Search Expands to Indian Ocean for Missing Jet


Authorities are expanding their search of the Missing Malaysia Airlines jet much further west after new confirmation surfaced that it kept flying long after its locator signal was turned off.

Officials say the information suggests the plane was in the air for another four to five hours after they lost contact.

The search zone has expanded yet again in what's quickly becoming the most expensive aviation investigation ever.

Still authorities have few clues about where they Malaysian Airlines plane is or why it vanished.

"If we haven't found the aircraft with all the resources that are currently searching for the aircraft by the end of the week, then it becomes a secondary question which is, how long may it take us to find the aircraft? That could be an extended period," Hugh Dunleavy, Malaysia Airlines commercial director, said.

The plane has been missing since early Saturday and aviation experts say the mounting evidence shows the plane's disappearance was most likely not an accident.

Late Thursday night ABC News quoted two unidentified American officials saying the United States believes the plane's two communication systems were shut down separately. That would mean the plane did not disappear because of some kind of mechanical failure.

The possibilities of what did happen keep growing, including the chances that a pilot wanted to commit suicide or someone with flying experience wanted to hijack the plane for a later purpose.
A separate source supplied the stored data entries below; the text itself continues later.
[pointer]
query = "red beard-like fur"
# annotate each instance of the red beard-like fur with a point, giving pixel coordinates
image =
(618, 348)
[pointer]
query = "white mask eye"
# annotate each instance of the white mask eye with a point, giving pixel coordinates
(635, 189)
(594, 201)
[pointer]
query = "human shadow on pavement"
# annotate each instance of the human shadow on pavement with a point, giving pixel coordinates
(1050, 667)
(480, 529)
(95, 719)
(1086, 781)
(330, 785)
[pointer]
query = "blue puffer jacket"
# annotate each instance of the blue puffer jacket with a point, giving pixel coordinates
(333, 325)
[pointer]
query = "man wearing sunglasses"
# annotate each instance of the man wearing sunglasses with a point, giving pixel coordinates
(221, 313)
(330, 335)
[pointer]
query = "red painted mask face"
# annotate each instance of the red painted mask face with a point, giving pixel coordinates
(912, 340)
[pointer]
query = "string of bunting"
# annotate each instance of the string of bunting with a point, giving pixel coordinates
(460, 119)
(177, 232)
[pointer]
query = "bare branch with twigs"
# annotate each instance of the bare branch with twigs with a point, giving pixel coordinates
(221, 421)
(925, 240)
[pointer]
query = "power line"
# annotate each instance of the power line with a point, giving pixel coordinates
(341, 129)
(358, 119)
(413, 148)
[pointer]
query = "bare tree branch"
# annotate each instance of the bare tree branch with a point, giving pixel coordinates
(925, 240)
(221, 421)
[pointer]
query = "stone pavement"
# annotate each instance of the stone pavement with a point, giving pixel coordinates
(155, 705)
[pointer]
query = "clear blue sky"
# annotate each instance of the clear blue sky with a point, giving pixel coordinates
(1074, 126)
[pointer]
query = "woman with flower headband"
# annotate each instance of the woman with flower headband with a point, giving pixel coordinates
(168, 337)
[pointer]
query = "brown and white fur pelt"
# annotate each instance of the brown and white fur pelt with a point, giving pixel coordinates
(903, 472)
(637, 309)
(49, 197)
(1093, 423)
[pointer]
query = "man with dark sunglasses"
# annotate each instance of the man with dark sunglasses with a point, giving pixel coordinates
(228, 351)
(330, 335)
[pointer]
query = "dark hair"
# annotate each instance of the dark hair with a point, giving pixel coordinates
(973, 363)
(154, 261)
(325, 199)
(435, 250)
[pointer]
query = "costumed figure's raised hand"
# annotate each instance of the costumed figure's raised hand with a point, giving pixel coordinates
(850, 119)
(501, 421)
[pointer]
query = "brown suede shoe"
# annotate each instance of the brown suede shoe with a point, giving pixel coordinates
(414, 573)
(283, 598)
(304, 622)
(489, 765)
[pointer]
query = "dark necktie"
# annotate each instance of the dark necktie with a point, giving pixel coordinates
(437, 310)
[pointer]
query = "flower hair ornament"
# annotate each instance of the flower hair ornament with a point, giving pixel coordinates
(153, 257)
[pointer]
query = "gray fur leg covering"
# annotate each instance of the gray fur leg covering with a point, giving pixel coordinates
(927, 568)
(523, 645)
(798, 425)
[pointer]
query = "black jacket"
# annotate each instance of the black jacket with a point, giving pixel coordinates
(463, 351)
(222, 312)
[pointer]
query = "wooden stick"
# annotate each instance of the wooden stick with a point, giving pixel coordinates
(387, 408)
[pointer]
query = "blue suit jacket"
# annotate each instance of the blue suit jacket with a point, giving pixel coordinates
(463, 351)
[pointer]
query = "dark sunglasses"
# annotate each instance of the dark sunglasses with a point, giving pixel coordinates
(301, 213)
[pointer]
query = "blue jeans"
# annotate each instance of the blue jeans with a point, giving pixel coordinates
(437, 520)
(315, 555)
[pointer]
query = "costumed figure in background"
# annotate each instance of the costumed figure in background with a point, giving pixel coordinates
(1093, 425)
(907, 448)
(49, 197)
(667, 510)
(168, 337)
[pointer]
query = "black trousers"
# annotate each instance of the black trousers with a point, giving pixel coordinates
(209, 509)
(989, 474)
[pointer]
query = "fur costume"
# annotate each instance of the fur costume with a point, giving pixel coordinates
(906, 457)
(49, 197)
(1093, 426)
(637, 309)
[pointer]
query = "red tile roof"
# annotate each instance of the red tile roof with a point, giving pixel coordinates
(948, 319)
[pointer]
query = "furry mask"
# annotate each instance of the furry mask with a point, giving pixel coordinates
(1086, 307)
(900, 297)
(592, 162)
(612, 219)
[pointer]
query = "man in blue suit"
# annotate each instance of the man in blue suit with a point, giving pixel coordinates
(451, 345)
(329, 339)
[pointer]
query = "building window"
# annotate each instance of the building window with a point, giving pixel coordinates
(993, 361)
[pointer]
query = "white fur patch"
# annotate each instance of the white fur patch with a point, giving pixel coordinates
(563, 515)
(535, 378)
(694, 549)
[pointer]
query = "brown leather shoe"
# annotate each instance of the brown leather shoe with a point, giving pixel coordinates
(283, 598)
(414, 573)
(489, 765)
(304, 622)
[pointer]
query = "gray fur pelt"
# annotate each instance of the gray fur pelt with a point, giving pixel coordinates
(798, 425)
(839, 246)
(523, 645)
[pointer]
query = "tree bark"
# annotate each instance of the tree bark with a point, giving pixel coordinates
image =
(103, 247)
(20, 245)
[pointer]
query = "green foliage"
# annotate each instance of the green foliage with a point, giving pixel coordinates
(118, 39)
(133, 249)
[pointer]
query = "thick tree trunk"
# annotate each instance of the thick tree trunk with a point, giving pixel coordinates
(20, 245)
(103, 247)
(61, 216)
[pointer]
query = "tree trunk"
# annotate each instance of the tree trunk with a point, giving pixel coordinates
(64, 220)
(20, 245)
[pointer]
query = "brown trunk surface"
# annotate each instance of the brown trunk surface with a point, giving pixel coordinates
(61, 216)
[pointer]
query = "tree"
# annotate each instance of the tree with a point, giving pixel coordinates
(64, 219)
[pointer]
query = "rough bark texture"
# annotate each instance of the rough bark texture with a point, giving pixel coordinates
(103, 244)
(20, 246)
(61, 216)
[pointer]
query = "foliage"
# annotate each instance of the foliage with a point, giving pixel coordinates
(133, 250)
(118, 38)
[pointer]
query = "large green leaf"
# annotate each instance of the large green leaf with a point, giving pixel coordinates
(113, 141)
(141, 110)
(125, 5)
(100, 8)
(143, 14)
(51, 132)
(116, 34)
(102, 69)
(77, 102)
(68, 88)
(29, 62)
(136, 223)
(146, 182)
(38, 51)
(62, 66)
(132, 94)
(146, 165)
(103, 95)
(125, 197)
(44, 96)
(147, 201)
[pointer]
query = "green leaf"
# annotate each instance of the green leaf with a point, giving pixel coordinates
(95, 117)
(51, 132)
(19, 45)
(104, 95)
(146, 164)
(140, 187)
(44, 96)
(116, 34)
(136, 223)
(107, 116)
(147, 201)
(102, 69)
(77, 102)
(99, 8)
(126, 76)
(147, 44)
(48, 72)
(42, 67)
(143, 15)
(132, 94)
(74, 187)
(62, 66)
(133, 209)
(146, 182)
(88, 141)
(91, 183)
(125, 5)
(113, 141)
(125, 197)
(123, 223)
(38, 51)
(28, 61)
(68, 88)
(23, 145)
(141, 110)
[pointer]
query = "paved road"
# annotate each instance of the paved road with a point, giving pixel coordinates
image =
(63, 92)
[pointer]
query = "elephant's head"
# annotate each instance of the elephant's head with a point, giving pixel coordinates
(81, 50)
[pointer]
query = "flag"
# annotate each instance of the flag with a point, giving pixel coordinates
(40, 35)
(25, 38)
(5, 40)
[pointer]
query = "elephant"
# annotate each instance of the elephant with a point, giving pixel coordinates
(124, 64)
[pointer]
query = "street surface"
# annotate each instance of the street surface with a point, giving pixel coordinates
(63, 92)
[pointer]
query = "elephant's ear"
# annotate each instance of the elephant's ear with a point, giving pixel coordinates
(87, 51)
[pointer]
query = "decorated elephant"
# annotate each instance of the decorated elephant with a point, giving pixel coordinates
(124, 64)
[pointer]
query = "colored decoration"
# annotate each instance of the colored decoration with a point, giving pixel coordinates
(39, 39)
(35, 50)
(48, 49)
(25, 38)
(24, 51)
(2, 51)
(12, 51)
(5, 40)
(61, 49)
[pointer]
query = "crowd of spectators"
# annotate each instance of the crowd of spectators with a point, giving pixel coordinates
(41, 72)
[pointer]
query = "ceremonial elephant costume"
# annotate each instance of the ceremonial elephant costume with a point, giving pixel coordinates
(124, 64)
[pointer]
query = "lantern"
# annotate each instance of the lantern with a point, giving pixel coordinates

"An additional search area may be open in the Indian Ocean," Jay Carney, White House Press Secretary, said Thursday.

Authorities say they have several pings from the airlines service data system in the four to five hours after the last transponder signal...

That indicates the plane was still in the air, possibly putting it over the Indian Ocean rather than between Malaysia and Vietnam.

A U.S. destroyer is being moved into the Indian Ocean to begin a search in that area.